Wide decompression and fusion may be accompanied by substantial complications such as postoperative blood loss, a prolong operation time and postoperative infection. Further, long segment fusion and abundant blood loss may increase the incidences of complications. In this study, to reduce the rates of these complications, we performed segmental decompression of the neural structures that were mechanically compressed by the degenerative tissues. During this procedure, the mid-1/3 lamina was always preserved in the segmental decompression group because severe compression of the dural sac was not observed in this area. The early complication rates of groups 1 and 2 were similar at 13% (6/45) and 19% (8/42), respectively. However, the operating time and amount of blood loss were greater in group 2 than that in group 1. In addition, the complaint of a palpable spinous process in the upper instrumented spinal level was found to be characteristic of wide decompression. The rates of complaints about a palpable spinous process in the upper instrumented spinal level were 0% (0/45) in group 1 and 29% (12/42) in group 2, which suggests that segmental decompression provides better cosmesis than wide decompression.

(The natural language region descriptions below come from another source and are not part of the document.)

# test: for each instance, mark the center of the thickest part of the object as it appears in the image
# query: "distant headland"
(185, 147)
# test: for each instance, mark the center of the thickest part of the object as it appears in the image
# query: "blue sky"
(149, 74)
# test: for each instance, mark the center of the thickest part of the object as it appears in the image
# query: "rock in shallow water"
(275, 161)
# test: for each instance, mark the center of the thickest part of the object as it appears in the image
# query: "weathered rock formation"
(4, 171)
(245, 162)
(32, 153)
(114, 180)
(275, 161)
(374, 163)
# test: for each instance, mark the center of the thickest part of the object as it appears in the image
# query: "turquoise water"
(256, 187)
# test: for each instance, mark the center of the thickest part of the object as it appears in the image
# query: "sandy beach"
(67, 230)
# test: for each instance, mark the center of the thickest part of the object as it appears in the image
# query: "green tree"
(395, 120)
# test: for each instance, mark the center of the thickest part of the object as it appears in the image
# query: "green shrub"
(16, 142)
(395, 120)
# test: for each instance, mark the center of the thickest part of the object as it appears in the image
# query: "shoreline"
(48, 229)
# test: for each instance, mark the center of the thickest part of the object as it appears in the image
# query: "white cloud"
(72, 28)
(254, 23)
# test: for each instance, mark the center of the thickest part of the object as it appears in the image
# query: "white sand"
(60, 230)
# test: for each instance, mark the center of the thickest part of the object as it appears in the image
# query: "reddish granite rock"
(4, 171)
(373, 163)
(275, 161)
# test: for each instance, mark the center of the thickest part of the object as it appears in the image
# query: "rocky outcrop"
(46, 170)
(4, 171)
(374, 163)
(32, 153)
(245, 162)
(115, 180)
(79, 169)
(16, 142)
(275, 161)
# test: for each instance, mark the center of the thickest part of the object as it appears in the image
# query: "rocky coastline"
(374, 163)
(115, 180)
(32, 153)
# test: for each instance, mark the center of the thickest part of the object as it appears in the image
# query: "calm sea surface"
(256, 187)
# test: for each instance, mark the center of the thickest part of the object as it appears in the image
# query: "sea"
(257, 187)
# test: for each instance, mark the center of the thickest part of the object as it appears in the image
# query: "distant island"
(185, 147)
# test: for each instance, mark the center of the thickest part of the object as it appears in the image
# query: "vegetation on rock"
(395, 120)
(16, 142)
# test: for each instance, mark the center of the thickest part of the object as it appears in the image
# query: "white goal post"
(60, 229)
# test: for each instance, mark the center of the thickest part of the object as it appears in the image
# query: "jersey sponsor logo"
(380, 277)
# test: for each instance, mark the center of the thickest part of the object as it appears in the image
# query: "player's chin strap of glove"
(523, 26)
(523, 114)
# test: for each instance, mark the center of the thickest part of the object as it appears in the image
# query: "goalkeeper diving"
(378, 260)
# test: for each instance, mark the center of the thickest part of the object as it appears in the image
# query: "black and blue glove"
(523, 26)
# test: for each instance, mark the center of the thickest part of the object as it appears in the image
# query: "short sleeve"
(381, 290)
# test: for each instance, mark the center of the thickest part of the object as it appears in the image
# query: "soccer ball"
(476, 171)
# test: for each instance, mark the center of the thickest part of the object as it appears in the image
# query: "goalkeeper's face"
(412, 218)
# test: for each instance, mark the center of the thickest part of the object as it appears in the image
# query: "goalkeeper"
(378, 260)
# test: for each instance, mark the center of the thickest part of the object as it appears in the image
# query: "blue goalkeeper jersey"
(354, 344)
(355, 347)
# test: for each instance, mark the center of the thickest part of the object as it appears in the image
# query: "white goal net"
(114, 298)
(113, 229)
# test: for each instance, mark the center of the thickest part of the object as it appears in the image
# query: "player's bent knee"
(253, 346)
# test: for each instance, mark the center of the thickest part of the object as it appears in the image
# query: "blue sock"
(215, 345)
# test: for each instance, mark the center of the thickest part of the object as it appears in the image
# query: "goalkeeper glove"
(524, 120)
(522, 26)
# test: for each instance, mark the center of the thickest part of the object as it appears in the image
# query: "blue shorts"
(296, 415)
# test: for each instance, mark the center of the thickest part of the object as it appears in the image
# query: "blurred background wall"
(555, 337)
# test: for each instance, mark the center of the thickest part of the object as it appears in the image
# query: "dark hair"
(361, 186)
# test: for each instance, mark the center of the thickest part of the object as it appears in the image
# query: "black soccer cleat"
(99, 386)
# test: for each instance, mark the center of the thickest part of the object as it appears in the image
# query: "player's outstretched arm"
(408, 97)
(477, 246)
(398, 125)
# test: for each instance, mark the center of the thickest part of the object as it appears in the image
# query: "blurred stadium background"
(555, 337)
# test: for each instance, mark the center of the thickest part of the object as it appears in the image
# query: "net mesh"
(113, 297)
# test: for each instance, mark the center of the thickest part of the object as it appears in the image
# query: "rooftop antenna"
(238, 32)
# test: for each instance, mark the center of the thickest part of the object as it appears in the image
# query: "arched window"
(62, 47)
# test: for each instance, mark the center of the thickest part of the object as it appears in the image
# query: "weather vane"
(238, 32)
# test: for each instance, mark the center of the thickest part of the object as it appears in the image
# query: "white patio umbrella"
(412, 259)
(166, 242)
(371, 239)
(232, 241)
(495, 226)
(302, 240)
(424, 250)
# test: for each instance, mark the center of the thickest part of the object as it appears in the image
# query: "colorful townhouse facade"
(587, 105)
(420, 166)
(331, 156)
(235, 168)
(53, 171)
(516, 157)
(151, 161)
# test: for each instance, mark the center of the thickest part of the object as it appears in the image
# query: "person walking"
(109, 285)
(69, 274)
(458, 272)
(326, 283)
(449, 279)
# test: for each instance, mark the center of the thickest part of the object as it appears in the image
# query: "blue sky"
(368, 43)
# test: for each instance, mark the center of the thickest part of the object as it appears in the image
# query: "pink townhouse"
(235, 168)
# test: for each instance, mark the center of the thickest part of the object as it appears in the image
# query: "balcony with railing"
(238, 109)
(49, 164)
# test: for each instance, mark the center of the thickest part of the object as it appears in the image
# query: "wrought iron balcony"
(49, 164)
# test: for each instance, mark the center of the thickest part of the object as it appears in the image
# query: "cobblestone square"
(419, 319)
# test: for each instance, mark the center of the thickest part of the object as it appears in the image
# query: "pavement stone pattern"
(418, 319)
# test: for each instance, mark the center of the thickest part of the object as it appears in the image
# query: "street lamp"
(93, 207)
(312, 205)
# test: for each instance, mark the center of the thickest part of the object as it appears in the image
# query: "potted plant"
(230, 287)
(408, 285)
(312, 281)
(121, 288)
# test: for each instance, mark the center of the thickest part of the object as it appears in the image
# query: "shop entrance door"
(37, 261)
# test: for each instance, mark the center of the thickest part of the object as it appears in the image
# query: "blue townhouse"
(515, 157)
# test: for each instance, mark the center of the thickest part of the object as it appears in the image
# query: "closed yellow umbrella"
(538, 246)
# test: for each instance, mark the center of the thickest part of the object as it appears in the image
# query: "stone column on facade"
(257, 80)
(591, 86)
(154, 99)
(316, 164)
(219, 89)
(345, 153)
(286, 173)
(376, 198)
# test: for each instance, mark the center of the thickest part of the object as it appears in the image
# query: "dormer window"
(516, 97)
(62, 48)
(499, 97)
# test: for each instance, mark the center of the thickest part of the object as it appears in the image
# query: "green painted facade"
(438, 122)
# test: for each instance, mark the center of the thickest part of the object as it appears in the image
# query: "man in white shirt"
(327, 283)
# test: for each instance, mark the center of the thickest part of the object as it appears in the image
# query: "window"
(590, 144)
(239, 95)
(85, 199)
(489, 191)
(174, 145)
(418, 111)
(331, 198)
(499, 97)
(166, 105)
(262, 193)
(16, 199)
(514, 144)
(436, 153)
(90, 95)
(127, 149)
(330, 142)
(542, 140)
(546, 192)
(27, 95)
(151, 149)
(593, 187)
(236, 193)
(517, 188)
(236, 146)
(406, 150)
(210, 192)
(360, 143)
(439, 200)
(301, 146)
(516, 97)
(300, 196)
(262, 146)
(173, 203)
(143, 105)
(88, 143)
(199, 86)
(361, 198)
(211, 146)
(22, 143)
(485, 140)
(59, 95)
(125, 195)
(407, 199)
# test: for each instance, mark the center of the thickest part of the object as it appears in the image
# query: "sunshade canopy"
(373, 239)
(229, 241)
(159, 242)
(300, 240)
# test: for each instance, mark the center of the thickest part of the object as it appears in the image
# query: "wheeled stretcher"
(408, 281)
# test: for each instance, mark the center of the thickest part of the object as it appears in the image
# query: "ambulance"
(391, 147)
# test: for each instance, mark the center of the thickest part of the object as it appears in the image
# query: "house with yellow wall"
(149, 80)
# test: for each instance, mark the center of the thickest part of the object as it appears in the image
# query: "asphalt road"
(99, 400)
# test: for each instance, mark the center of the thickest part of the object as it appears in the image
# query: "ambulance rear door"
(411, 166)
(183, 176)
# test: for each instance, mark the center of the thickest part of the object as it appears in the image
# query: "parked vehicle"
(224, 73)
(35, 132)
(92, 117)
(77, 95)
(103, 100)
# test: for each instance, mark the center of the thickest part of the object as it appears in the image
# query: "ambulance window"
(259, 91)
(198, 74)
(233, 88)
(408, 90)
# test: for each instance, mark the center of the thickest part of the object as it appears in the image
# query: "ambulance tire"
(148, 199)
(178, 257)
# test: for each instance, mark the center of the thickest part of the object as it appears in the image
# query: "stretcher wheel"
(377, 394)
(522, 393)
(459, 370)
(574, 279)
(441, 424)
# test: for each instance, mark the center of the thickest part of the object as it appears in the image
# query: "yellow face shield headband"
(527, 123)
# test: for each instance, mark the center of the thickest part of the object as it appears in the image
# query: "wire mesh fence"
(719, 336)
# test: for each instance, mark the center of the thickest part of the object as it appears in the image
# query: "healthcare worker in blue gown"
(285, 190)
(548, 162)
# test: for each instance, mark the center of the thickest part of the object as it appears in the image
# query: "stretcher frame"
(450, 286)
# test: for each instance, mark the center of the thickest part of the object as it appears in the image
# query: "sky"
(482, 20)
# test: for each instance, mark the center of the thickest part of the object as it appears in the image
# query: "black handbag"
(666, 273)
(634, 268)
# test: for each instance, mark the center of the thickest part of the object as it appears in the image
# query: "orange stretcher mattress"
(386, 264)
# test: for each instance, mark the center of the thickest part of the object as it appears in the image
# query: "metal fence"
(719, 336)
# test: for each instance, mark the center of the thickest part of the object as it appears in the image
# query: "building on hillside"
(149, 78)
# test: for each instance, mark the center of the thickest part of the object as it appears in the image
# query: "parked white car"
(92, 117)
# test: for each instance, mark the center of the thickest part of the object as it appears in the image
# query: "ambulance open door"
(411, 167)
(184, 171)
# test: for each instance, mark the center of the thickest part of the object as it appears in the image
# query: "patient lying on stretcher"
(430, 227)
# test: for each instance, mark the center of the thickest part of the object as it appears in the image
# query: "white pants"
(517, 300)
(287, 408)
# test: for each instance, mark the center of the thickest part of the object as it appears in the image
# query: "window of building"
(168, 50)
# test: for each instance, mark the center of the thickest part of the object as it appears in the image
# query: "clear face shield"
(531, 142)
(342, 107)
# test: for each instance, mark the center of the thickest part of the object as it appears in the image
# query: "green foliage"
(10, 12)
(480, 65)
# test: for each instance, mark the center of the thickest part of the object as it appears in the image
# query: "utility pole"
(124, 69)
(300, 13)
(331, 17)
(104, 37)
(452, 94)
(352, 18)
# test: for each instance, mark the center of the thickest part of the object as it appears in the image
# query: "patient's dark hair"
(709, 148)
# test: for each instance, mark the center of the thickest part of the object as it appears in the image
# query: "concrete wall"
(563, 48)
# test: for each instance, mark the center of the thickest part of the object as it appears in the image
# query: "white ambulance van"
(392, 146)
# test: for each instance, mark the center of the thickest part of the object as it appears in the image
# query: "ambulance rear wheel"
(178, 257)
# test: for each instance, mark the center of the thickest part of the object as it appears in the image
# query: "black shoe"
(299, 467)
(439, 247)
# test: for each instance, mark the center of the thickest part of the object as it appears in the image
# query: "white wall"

Some potential limitation of this study should be considered. The number of patients included was relatively small and the period of follow-up was relatively short. This study evaluated the patients'low back and leg pain together, although the patients with foraminal stenosis can have different pain intensities in the low back and leg pain. This point is one of the drawbacks in this study. Studies with a larger number of patients and a longer follow-up period should be performed in order to determine the utility of segmental decompression and fusion in patients with multilevel lumbar foraminal stenosis.
Conclusions
We found that segmental decompression, when applied with posterior instrumented fusion, offers promising and reproducible clinical/radiological results in patients who are suffering from multilevel foraminal stenosis. Moreover, despite performing segmental decompression, no bone regrowth sufficient to cause recurrent stenosis was observed, which we attribute to the stabilization of the spinal column.
Acknowledgements
This study was supported by Pusan National University Hospital Research Grant of 2011 years.